South Side social club plans raise neighbors’ concerns
Perry Sigesmund isn’t thrilled about plans for a social club just a couple of doors away from his South Side business.
“I think it’s time to take a look at the block, take some time to see what they want to do with it,” said the owner of the Perlora furniture store in the 2200 block of East Carson Street.
Pittsburgh’s Zoning Hearing Board will meet at 9:10 a.m. March 10 to discuss the proposed social club, which would operate in a vacant three-story building that formerly housed St. Elmo’s Books. Plans for the club will also be discussed during a South Side planning forum meeting on March 8.
Lawyer Jonathan Kamin said Tom Barnes, who previously ran establishments on the South Side, will operate the social club. Zoning board documents give the name of the club as the PAC Club of Western PA but provide no further description.
Kamin said Tom Jayson is acting as a consultant on the project. Jayson had also operated multiple nightclubs in the area but frequently ran into financial difficulties, according to court records.
Neither Barnes nor Jayson could be reached for comment.
“It’ll be a place where members can go for soup or a sandwich, have a drink,” Kamin said. “It’s not going to be ‘nightclubesque.’ ”
Kamin said if the city grants permission for the social club, it could open in “late springtime.”
The zoning board will have to consider issues such as parking, the effect of the business on traffic and the hours of operation in making a decision as to whether to allow the social club to open.
City Councilman Bruce Kraus declined comment on the planned club. The South Side has more than 150 establishments with liquor licenses, and Kraus, who represents the area, has been a proponent of managing nightlife problems in the neighborhood.
Last month, he introduced legislation that would release as much as $100,000 to help develop a hospitality zone for the South Side. The zone would team businesses, public safety and residents in developing rules on how the businesses would operate.
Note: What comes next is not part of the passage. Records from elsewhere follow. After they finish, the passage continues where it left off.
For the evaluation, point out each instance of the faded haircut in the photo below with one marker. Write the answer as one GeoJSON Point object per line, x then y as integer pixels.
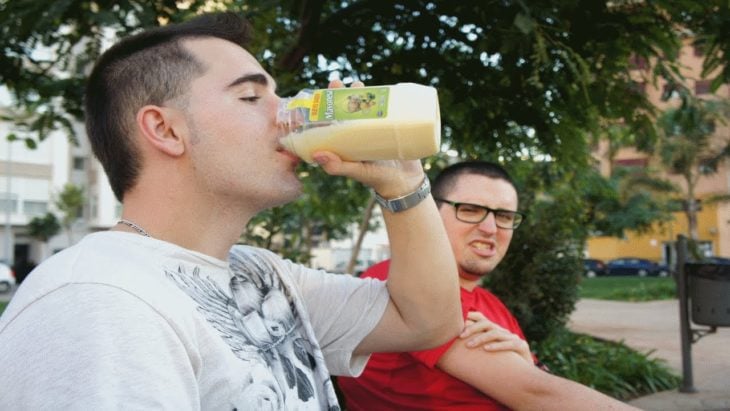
{"type": "Point", "coordinates": [151, 67]}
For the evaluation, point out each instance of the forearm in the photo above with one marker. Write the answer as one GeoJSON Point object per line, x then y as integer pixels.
{"type": "Point", "coordinates": [556, 393]}
{"type": "Point", "coordinates": [423, 282]}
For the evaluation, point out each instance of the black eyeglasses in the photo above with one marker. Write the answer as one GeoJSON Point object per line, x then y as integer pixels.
{"type": "Point", "coordinates": [475, 214]}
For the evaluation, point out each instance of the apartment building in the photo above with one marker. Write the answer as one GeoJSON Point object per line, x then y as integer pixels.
{"type": "Point", "coordinates": [30, 180]}
{"type": "Point", "coordinates": [713, 218]}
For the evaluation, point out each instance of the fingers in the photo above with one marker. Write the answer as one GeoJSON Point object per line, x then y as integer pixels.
{"type": "Point", "coordinates": [476, 322]}
{"type": "Point", "coordinates": [337, 83]}
{"type": "Point", "coordinates": [490, 336]}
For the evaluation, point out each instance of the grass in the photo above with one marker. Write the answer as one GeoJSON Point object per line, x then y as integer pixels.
{"type": "Point", "coordinates": [610, 367]}
{"type": "Point", "coordinates": [628, 288]}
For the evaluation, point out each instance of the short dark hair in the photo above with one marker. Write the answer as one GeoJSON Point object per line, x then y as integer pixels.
{"type": "Point", "coordinates": [150, 67]}
{"type": "Point", "coordinates": [447, 178]}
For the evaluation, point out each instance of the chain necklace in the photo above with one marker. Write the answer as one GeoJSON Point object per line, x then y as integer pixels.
{"type": "Point", "coordinates": [134, 227]}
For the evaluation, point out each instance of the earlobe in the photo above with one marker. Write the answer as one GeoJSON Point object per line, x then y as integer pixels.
{"type": "Point", "coordinates": [160, 128]}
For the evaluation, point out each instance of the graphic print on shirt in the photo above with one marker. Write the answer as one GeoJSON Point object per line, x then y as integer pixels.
{"type": "Point", "coordinates": [258, 320]}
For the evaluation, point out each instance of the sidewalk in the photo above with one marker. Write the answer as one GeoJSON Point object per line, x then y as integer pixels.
{"type": "Point", "coordinates": [654, 326]}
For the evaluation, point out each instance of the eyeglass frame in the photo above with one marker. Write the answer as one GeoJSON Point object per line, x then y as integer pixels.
{"type": "Point", "coordinates": [488, 210]}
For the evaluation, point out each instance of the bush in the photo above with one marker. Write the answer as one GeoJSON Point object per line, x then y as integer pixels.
{"type": "Point", "coordinates": [628, 288]}
{"type": "Point", "coordinates": [539, 276]}
{"type": "Point", "coordinates": [609, 367]}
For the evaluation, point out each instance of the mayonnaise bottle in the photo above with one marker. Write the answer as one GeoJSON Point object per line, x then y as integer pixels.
{"type": "Point", "coordinates": [400, 121]}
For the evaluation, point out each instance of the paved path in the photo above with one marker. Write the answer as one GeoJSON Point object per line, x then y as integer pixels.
{"type": "Point", "coordinates": [654, 326]}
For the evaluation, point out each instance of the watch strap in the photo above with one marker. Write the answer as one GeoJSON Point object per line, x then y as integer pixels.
{"type": "Point", "coordinates": [407, 201]}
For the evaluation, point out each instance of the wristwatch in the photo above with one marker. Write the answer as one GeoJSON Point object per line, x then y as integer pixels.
{"type": "Point", "coordinates": [407, 201]}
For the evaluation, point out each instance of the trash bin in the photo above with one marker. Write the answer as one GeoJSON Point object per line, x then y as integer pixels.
{"type": "Point", "coordinates": [709, 293]}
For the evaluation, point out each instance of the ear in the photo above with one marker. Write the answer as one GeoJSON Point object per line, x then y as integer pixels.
{"type": "Point", "coordinates": [162, 127]}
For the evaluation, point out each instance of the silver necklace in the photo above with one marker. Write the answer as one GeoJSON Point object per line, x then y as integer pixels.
{"type": "Point", "coordinates": [134, 227]}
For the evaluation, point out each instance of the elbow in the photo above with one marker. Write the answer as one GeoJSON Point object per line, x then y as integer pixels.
{"type": "Point", "coordinates": [443, 331]}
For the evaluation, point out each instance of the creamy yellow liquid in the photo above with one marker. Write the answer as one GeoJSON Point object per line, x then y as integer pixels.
{"type": "Point", "coordinates": [411, 130]}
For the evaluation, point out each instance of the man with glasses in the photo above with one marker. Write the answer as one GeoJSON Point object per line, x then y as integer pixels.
{"type": "Point", "coordinates": [479, 207]}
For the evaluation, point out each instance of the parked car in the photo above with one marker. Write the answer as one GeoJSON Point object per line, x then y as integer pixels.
{"type": "Point", "coordinates": [593, 267]}
{"type": "Point", "coordinates": [7, 278]}
{"type": "Point", "coordinates": [636, 266]}
{"type": "Point", "coordinates": [716, 260]}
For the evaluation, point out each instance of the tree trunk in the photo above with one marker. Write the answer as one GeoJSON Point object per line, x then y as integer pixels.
{"type": "Point", "coordinates": [367, 214]}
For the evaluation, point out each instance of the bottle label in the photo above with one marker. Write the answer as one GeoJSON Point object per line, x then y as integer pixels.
{"type": "Point", "coordinates": [358, 103]}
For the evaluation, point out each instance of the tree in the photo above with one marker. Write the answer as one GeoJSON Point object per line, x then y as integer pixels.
{"type": "Point", "coordinates": [43, 228]}
{"type": "Point", "coordinates": [70, 202]}
{"type": "Point", "coordinates": [688, 148]}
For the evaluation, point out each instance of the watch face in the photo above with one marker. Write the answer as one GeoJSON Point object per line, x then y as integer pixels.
{"type": "Point", "coordinates": [407, 201]}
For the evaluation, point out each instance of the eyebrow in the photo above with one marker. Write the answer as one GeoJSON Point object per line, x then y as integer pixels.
{"type": "Point", "coordinates": [257, 78]}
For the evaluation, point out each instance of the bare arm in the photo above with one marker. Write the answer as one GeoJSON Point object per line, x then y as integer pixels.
{"type": "Point", "coordinates": [424, 308]}
{"type": "Point", "coordinates": [509, 379]}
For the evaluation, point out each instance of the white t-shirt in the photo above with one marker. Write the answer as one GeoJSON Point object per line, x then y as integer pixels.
{"type": "Point", "coordinates": [125, 321]}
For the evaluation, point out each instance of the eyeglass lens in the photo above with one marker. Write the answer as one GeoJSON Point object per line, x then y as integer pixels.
{"type": "Point", "coordinates": [471, 213]}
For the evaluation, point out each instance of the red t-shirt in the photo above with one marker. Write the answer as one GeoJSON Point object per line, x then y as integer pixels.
{"type": "Point", "coordinates": [410, 381]}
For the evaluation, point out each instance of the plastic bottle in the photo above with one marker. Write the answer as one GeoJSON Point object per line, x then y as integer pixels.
{"type": "Point", "coordinates": [400, 121]}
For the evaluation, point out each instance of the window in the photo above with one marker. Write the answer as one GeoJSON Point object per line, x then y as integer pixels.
{"type": "Point", "coordinates": [8, 202]}
{"type": "Point", "coordinates": [35, 208]}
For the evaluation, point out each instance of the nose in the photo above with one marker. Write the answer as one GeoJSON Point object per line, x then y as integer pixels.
{"type": "Point", "coordinates": [289, 118]}
{"type": "Point", "coordinates": [489, 224]}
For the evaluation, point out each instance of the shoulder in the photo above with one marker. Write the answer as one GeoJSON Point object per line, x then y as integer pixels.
{"type": "Point", "coordinates": [378, 271]}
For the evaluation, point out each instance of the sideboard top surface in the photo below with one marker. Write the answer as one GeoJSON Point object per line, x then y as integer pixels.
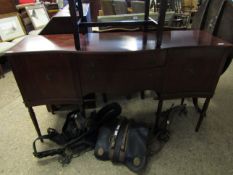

Kamin said the social club, across from the South Side branch of the Carnegie Library and the Birmingham Bridge, wouldn’t be a source of trouble.
“It’ll be as minimally invasive as you can have for a bar/restaurant,” Kamin said. “The concept, it’s not the loud music blaring, the intense South Side stuff. It will be more relaxed, a place to hang out.”
Sigesmund said of the number of establishments serving alcohol in the South Side, “I think they just have to put the brakes on.”